The talus is the bone that makes up the lower part of the ankle joint. Together the talus and the heel bone form the subtalar joint, which is important for walking. Because the talus is the connector of the foot and leg, it helps allow movement in the ankle and transfers weight and pressure across the ankle joint.
In vertical talus, the talus has formed in the incorrect position and other foot bones have shifted on top of it.
Cause of vertical talus
The cause of vertical talus is unknown; however, it is often associated with a neuromuscular disease or other disorders such as:
- Spina bifida
Symptoms of a vertical talus
- The foot points upward toward the shin and can even rest on the shin
- The bottom of the foot is stiff and has no arch
Vertical talus is diagnosed at birth or during an ultrasound. Your physician may perform tests to discover if your infant has other conditions.

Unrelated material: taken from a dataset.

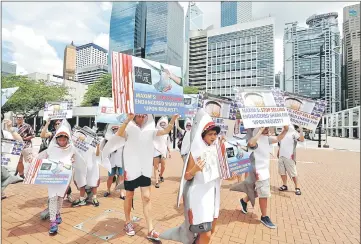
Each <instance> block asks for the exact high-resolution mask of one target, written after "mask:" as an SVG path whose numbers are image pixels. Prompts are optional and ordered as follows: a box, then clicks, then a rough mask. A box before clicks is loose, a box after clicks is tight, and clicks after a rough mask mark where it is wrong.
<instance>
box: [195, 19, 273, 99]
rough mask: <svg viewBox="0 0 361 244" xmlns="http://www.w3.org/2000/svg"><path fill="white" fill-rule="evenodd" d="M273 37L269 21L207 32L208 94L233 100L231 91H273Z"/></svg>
mask: <svg viewBox="0 0 361 244" xmlns="http://www.w3.org/2000/svg"><path fill="white" fill-rule="evenodd" d="M274 36H275V28H274V19H273V18H271V17H267V18H263V19H260V20H257V21H252V22H247V23H242V24H237V25H232V26H227V27H223V28H220V29H212V30H209V31H207V42H208V45H207V47H208V48H207V49H208V52H207V83H206V90H207V92H210V93H212V94H216V95H220V96H224V97H229V98H233V97H234V95H235V92H234V87H256V86H257V87H274V86H275V83H274V77H275V76H274ZM189 69H191V67H189Z"/></svg>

An X-ray may be necessary to confirm the diagnosis as vertical talus is often misdiagnosed as clubfoot or flatfoot.
Treatment for vertical talus
Treatment focuses on restoring a child’s foot to a functional and stable condition. It is crucial that vertical talus is treated early so the deformity does not progress. Without treatment, a child walking on a deformed foot can cause painful skin problems, calluses and inability to walk normally.

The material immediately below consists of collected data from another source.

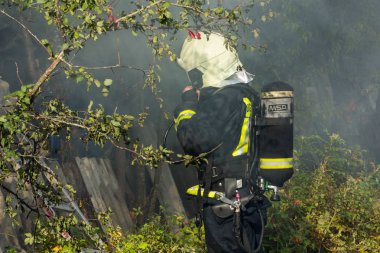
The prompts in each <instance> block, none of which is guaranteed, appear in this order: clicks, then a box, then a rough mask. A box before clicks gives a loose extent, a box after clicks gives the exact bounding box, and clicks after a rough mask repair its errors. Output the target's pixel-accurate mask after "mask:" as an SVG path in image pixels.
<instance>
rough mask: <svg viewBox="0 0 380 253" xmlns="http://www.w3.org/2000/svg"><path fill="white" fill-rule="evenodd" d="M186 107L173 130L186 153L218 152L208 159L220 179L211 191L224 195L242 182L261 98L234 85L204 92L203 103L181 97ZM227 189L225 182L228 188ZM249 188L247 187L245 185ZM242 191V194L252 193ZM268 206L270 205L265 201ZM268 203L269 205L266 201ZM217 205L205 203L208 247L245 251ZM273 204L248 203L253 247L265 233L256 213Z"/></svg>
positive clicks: (219, 249) (185, 152) (205, 226)
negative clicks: (251, 121) (263, 231)
mask: <svg viewBox="0 0 380 253" xmlns="http://www.w3.org/2000/svg"><path fill="white" fill-rule="evenodd" d="M182 99H183V102H182V104H180V105H179V106H177V108H176V109H175V112H174V116H175V127H176V130H177V136H178V139H179V142H180V144H181V145H182V147H183V149H184V151H185V153H186V154H190V155H193V156H197V155H199V154H202V153H208V152H210V151H212V150H214V151H213V152H212V153H210V155H209V156H208V160H209V163H212V166H213V167H216V168H217V171H216V173H217V174H218V175H222V178H221V179H220V180H219V181H217V182H213V184H212V185H211V190H217V191H224V192H225V194H226V195H227V197H229V198H231V197H233V196H234V193H235V189H236V188H235V189H233V191H232V192H231V193H228V192H226V191H227V189H226V187H224V186H223V184H224V183H225V182H227V181H224V180H226V179H233V181H235V182H236V179H244V176H245V173H246V169H247V168H248V161H249V159H248V154H249V153H250V152H249V150H248V148H249V145H248V144H249V142H250V140H251V136H250V135H251V131H250V130H251V127H250V124H252V122H251V120H252V116H253V114H255V113H257V108H258V102H259V100H258V96H257V94H256V92H254V90H253V89H252V88H250V87H249V86H248V85H247V84H233V85H229V86H226V87H223V88H220V89H217V88H203V89H202V90H201V96H200V98H199V101H198V99H197V96H196V94H195V92H193V94H191V92H190V93H189V92H186V93H184V94H183V97H182ZM226 184H227V183H226ZM244 184H245V182H244ZM244 184H243V186H242V188H241V193H242V195H248V194H249V189H248V188H247V187H246V185H244ZM266 201H267V200H266ZM264 202H265V201H264ZM214 204H217V203H216V202H213V201H211V202H210V201H209V202H207V203H205V204H204V208H203V219H204V224H205V233H206V244H207V247H208V250H209V252H218V253H219V252H229V253H230V252H244V250H242V248H241V247H240V246H239V245H238V243H237V241H236V238H235V237H234V235H233V232H232V231H233V217H232V216H229V217H224V218H220V217H218V216H217V215H215V213H214V212H213V210H212V208H211V207H212V206H213V205H214ZM268 205H269V204H268V203H267V202H265V203H263V204H256V203H255V204H254V203H249V204H248V205H247V211H246V212H243V213H242V220H243V224H242V226H243V230H244V233H243V234H244V235H243V237H244V238H245V241H246V242H245V243H247V241H249V243H248V244H249V245H250V246H249V247H250V248H251V249H253V248H255V247H256V246H255V245H256V244H257V237H258V234H259V233H260V231H261V223H260V218H259V215H258V211H257V210H258V209H262V210H264V211H263V213H264V215H265V208H266V207H267V206H268Z"/></svg>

Surgery is the most common treatment for vertical talus. However, your doctor may recommend nonsurgical treatment first, which includes:
- Stretching and casting the foot to increase flexibility
- Physical therapy exercises to stretch the foot
- Casting, bracing or stretching programs to correct the deformity
Surgery for vertical talus
Surgery is recommended at 9 to 12 months of age. Surgery is necessary to correct problems with the foot bones, ligaments and tendons. During the operation, pins are used to keep hones in the correct position.
After the operation, a cast is applied to keep the child’s foot in the correct position. After four to six weeks, the cast is removed and a brace or shoe may be required to prevent the deformity from reoccurring.
After treatment, your child’s foot should be stable and functional for the rest of their life.